For a sample size calculation give either a proportional sensitivity value in the ++ box, or a proportional specificity value in the – box. You must give a proportional prevalence value in the prevalence box. Give the maximum width of the confidence interval around the sensitivety or the specificity as a proportion in the bottom Number/Size box. Sample sizes are calculated according to Buderer’s formula.

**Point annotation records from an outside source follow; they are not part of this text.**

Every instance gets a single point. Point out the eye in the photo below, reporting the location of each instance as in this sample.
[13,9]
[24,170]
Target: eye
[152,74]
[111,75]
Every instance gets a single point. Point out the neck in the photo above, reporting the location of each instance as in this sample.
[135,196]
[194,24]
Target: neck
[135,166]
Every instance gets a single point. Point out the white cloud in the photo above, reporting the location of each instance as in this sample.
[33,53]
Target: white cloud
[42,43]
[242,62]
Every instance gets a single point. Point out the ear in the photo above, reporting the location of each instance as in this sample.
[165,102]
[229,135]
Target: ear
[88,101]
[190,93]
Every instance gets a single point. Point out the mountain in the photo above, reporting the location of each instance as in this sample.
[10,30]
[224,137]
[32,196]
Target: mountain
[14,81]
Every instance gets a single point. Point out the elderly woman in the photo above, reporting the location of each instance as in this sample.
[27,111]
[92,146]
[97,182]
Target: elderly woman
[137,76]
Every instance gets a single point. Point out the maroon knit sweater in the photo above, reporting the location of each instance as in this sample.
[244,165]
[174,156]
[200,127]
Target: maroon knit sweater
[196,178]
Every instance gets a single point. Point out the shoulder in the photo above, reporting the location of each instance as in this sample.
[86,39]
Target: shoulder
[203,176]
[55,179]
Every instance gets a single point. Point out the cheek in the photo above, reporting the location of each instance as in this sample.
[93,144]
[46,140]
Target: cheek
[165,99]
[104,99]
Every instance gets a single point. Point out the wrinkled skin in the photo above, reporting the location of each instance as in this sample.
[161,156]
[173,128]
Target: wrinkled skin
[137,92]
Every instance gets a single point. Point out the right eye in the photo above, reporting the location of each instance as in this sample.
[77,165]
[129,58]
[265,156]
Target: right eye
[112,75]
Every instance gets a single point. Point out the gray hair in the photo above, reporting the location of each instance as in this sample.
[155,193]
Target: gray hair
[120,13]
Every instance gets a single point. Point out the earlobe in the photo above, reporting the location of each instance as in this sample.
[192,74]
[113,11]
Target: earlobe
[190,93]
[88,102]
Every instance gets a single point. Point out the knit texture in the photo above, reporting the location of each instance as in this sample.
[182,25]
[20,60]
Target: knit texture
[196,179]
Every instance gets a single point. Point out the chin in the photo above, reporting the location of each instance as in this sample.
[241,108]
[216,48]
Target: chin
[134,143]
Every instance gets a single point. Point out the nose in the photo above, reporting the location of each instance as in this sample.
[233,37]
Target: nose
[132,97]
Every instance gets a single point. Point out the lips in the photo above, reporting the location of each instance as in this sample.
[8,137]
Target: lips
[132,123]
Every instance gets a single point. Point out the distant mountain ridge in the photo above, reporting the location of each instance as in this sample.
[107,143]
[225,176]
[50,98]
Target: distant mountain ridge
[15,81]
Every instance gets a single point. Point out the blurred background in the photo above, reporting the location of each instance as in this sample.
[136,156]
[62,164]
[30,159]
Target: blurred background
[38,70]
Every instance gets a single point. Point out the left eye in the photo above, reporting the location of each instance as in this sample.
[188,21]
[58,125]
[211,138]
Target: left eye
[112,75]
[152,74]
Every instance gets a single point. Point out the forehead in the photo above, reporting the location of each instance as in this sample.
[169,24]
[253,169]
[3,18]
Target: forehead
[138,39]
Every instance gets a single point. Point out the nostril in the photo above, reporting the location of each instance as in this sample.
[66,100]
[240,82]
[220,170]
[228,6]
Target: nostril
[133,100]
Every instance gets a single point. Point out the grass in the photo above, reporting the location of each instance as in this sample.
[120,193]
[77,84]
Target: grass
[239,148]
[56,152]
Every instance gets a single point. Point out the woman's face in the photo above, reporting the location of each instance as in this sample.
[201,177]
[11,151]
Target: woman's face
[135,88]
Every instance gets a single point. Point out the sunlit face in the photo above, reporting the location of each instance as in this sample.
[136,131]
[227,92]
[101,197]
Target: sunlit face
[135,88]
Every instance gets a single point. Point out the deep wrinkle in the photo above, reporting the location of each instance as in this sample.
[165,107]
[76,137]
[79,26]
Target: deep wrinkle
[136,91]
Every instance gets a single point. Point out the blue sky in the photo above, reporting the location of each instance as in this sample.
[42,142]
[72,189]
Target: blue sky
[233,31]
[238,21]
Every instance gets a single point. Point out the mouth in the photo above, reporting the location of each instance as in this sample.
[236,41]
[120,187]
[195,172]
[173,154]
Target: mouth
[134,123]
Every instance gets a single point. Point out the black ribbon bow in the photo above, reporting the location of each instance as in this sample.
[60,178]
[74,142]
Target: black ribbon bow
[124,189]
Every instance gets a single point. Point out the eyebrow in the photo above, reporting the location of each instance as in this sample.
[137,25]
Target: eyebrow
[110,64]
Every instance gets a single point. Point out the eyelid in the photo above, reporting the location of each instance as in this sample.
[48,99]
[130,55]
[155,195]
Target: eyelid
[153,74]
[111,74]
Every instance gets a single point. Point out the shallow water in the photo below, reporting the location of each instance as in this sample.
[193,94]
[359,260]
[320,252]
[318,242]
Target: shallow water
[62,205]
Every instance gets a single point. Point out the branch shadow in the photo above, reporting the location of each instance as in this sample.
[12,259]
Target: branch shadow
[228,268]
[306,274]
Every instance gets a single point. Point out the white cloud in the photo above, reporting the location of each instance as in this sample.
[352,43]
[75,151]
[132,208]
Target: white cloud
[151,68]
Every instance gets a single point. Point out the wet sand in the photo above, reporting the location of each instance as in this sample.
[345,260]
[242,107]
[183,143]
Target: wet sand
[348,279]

(05-05-2020) In these times of the Corona virus and the Covid-19 disease it is interesting to use the Diagnostics calculator to work through some scenarios. Note that much about the virus is still unknown, how strong immunity is, and how long immunity lasts, are among the important questions still to be answered. If immunity is not complete and not permanent the whole discussion which now follows is more or less pointless. But, here we go. There is much discussion about the establishment of immunity passports, these would give people who had the disease more freedom. If people test positive to an antibody test, they can thus “prove” that they had the disease, and it is presumed that they therefore personally have no risk of getting Covid-19 again and pose no risk to people who did not yet have the disease. There are a whole load of ethical questions here. However, if such an antibody test with passport would be offered to the general population how would it work out? The best currently available anti-body tests have a sensitivity of about 60% and a specificity of about 95%. This is an estimate, there are still many question to ask about how good a Corona virus test, ANY Corona virus test, really is. For obvious reasons it is currently advised that these tests are only used for research purposes although some are also used for clinical purposes. The prevalence of individuals who had Corona is, for Europe, estimated to be under 5%. We fill in the sensitivity of 0.6 in the ++ box, and the specificity of 0.95 in the -– box, and 0.05 in the prevalence box:
For the general population 7.8% would test positive, and would get their immunity passport, in 3% of the case that would be justified, in 4.8% of the cases it wouldn’t. The positive predictive accuracy is 38.7%, which is the percentage of passport holders who indeed have immunity. The rest would run, and be, a considerable risk.
This is the reason why practitioners prefer to test only symptomatic individuals, because the baseline prevalence will be higher among these groups and the outcome more acceptable. Or to test among groups who have been particularly exposed to the virus and might therefore have a higher base prevalence, such as healthcare workers. For healthcare workers it might be that if they test positive to an antibody test they are immune and run less risks in their work and are less of a risk to the patients. They might no longer need as much protection. Say, 25% of health care workers have previously been ill of Corona. Then we fill in 0.25 in the prevalence box:
The positive predictive accuracy is now 80%. These are the healthcare workers who maybe can do with less protection after a positive antibody test and are no longer a risk to others or themselves. The point is, of the 100% health care workers who tested positive we do not know who are the 80% who were correctly classified and who are the 20% who were not correctly classified.